Tuesday, September 15, 2015

        In the lab, we wanted to find out which carbohydrates tasted the sweetest: monosaccharides, disaccharides, or polysaccharides? Carbohydrates which are monosaccharides and disaccharides have a significantly sweeter taste than carbohydrates which are polysaccharides. Fructose, which definitely stood out as the sweetest carbohydrate, had 180 as its degree of sweetness on a sweetness scale of 0 to 200. We set the sweetness level of sucrose as 100 initially, and then worked around it as we tasted all of the other carbohydrates. We chose fructose to be 180, significantly sweeter than sucrose. Sucrose and fructose, both monosaccharides, tasted sweeter than all the other carbohydrates that were sampled. The lowest numbers on the sweetness scale were both given by polysaccharides: starch and cellulose. Starch and cellulose both had fine, powdery textures, and tasted very bland, without the faintest hint of sweetness. While collecting initial information, we found that sucrose and fructose, the sweetest tasting carbohydrates, are both found in fruit, table sugar, sugar cane; foods which have a sweet taste. Polysaccharides such as starch and cellulose are found in foods such as potatoes and vegetables, which have a bland, non-sweet taste.
   
     Polysaccharides are made up of many monosaccharide rings that are all bonded together. Since a chemical bond is stored energy, if there are more bonds, then there is more energy in that carbohydrate. Therefore, if an organism were to eat a carbohydrate that was a polysaccharide such as starch or cellulose, that organism would benefit from the energy. As humans, we try to eat foods that contain carbohydrates such as starch before a long run because of the amount of energy stored in it. Polysaccharides such as starch would probably be more desirable due to this energy.

   Although every person tasted the same carbohydrates, they gave different ratings on the sweetness scale. Everyone would have tasted the carbohydrates in a unique way because their taste buds taste different substances differently.

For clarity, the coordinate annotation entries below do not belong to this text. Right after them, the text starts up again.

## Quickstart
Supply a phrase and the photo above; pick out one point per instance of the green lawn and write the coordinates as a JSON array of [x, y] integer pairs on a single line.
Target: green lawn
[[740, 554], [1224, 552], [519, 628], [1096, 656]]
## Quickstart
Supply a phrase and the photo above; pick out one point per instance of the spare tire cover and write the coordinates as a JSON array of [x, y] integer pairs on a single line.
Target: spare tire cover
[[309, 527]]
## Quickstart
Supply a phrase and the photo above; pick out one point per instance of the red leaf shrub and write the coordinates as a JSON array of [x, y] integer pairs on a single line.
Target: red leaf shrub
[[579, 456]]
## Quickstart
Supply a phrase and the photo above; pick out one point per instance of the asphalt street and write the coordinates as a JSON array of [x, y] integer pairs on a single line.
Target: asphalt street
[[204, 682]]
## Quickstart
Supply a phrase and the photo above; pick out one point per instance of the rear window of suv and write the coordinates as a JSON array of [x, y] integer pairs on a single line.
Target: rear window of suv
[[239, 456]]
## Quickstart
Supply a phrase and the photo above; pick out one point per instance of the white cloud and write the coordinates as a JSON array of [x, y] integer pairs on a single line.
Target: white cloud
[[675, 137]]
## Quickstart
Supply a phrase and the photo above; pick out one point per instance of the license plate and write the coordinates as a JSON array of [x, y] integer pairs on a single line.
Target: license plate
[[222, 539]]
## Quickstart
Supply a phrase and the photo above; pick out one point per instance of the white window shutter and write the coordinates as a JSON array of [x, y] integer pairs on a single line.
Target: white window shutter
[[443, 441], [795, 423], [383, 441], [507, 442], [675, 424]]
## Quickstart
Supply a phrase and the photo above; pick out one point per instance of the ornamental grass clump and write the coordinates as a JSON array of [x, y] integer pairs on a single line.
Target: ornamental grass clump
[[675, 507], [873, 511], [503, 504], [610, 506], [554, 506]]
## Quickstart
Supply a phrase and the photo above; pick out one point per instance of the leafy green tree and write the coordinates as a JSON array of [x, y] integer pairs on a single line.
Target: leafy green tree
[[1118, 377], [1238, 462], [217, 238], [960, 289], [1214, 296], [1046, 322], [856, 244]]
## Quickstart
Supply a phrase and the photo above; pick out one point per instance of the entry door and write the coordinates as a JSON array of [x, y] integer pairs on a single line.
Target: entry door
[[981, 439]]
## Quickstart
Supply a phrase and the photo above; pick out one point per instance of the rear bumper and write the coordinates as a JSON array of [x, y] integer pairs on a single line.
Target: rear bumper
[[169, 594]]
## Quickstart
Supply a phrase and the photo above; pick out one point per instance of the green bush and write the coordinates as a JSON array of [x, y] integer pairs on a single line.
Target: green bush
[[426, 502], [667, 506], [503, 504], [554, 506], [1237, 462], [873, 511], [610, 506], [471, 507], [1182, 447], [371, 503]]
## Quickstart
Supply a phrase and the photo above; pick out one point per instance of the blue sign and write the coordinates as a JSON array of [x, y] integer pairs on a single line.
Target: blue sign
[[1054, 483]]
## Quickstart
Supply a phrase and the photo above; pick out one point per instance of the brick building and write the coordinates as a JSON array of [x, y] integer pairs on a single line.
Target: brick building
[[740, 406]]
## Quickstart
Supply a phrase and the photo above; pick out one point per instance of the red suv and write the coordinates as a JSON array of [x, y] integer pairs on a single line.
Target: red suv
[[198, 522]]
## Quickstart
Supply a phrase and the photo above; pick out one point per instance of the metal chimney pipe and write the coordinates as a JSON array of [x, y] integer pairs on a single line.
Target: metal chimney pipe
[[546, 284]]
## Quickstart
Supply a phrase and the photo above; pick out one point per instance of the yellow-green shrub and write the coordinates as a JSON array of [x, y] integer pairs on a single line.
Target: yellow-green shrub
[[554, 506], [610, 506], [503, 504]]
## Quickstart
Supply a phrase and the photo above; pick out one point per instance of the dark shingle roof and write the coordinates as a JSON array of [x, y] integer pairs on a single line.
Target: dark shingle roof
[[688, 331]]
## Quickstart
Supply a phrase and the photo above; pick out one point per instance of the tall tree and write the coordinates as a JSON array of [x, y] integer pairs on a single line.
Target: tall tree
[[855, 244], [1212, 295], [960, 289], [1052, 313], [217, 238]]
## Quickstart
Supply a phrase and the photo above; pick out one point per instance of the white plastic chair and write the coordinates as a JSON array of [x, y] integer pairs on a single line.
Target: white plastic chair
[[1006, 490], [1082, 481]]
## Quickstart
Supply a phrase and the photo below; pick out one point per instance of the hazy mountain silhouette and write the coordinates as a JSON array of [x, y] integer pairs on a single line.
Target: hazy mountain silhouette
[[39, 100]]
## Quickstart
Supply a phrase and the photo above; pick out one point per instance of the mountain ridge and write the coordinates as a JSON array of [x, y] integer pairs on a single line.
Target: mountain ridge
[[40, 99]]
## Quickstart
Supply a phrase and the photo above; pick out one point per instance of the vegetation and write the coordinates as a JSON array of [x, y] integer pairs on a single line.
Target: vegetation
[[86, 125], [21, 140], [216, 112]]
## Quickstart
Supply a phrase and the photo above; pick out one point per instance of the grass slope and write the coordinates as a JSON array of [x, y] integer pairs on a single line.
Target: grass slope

Also, taste is something that is extremely subjective, and prone to observer bias, so the numbers would have certainly varied. There might have also been error of the taster due to whether they accurately remembered the sweetness of each carbohydrate. Even though the ratings varied, the overall trend was the same. Most people found that polysaccharides tasted less sweet than the monosaccharides and disaccharides.

    According to NCBI, for any food that we eat or drink, there are taste receptors in the taste buds on the mucous membrane that test the taste of food. Chemical substances from the food are recognized by the sensory cells. According to Popular science, people who have a lot of papillae on their tongue taste certain flavors stronger than others who have less papillae. The chemicals on our tongue that trigger recognition of the five senses vary between people, causing them to taste foods slightly differently. This may have caused some of the varying ratings in our sweetness lab.